12話 体育館へ

 シェアハウスから出発してから数分後。


 俺たちは黙島を電動キックボードで移動し、無事に体育館に到着した。

 俺たちの先頭を飛んでここまで道案内をしていたドローンは、どこか遠くに去っていった。

 おそらく他の人の監視をしに行ったのか、あるいは操縦者の元に戻っていったのか。

 体育館からシェアハウスまでの道のりは歩きだったし、莉子たちと一緒にどの家に住むか決めるか周囲を見渡しながら歩いていたので、そこそこ時間がかかった。

 しかし今回は電動キックボードによって大幅に移動時間が短縮された。

 これは時計などでしっかりと計らなくても、正常な感覚を持っているものならだれでも感じれるだろう。

 それほどすぐに到着したのだ。

 また、サイレダイスのが操作していたであろうドローンの案内によって、道に迷うことなく最短ルートで体育館までこれたので、それの恩恵もあるはず。


 俺たちは体育館に入るために電動キックボードを停めようとする。

 いくら快適な生活とはいえ、室内にそのまま乗っていくのはあり得ないだろう。

 なので俺たちは体育館の外側にあるであろう駐輪場、あるいは駐車場を探してみた。


「……あれ、電動キックボードは用意されてるけど、停める場所は無いのかな?」


 蓮はキョロキョロと周囲を見渡していく。


「でも他の人は適当に停めてるっぽい」


 おそらく他の参加者たちがここまで来るのに乗ってきた電動キックボードが体育館の脇の土場に停めてある。

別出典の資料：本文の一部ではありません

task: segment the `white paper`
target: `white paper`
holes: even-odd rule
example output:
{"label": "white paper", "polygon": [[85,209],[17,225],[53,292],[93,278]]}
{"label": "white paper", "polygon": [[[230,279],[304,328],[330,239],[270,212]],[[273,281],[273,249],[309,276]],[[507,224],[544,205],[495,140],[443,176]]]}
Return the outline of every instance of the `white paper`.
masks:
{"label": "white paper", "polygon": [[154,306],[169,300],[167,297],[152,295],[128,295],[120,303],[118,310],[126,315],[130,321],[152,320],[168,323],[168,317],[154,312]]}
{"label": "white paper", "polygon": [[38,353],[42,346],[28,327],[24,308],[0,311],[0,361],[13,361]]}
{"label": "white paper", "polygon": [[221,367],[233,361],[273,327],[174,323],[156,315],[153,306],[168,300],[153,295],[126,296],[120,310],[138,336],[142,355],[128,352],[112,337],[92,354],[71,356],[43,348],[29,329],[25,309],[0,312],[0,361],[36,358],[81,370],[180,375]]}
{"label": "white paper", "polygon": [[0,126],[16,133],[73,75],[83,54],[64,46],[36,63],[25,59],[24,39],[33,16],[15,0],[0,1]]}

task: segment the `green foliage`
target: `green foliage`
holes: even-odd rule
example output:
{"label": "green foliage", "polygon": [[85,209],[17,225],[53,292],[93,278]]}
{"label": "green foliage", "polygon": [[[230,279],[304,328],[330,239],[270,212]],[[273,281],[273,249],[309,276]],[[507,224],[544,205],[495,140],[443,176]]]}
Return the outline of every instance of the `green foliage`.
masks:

 変わってる点といえば、俺たちの乗っているものと色が違っていた。

 色が違うので、どこの家の住人が乗っているか分かるようになっている。

 なのでどれが自分が乗って来た物かが分かるし、万が一他の参加者に乗られてしまったら、どこに住んでいる人が乗っていったのかも分かる。


 俺たちも体育館脇でウロチョロとさまよい続けているわけにもいかないので、他の参加者たちにならってなにも無い土俵にそのまま放置していった。


 陽菜は不安そうな表情で訴える。


「え、ほんとうにここに置いてっていいのかな」


 芽依は不思議そうに陽菜を見つめる。


「駐車違反で取り締まる人が居ないんだから、適当に置いとけばいいでしょ。なにビビってんの、ぶっ殺すよ」


 莉子も不安をにじませた顔で呟く。


「確かに不安ですよね。警察は黙島に居ないかもしれませんけど、サイレダイスに何か言われないかは気になります」


 蓮は頭を抱えながらうろたえる。


「嫌だよ! オレ駐車違反で連れていかれるのは嫌だからね!」


 俺だってそんなことで終わるのは嫌だ。

 しかし本当に何か問題があるのならどこかで説明があっていいはず。

 俺はサイレダイスを、そして他の参加者たちの行動を信じてみんなをなだめた。


「サイレダイスからはそんなに細かく説明されていないでしょ。だから安心してここに停めていこう」

「そうだけど、万が一のことを考えると」


 奏太は冷静な表情で言葉を続ける。


「電動キックボードで体育館に移動するのを推奨していたのに、駐車についての説明なしで違反になるのは道理に反します。だから僕はこのままここに停めても大丈夫だと思いますよ。もちろん絶対ではないですけど」


 莉子もうなずいて賛成した。


「そうですよね。私も奏太さんの意見に賛成です」


 俺も二人の意見に乗ってみんなをなだめていく。


「ほら、二人もそういってるから、みんな安心して停めましょう」


 蓮はどこか不安が完全になくなっていない顔を見せ続けるけど、渋々電動キックボードから離れていった。


「くっ、頼みます。サイレダイスさん、見逃してください」


 そして体育館の壁に設置された監視カメラに向かって、懇願するように両手を顎の近くで握っていく。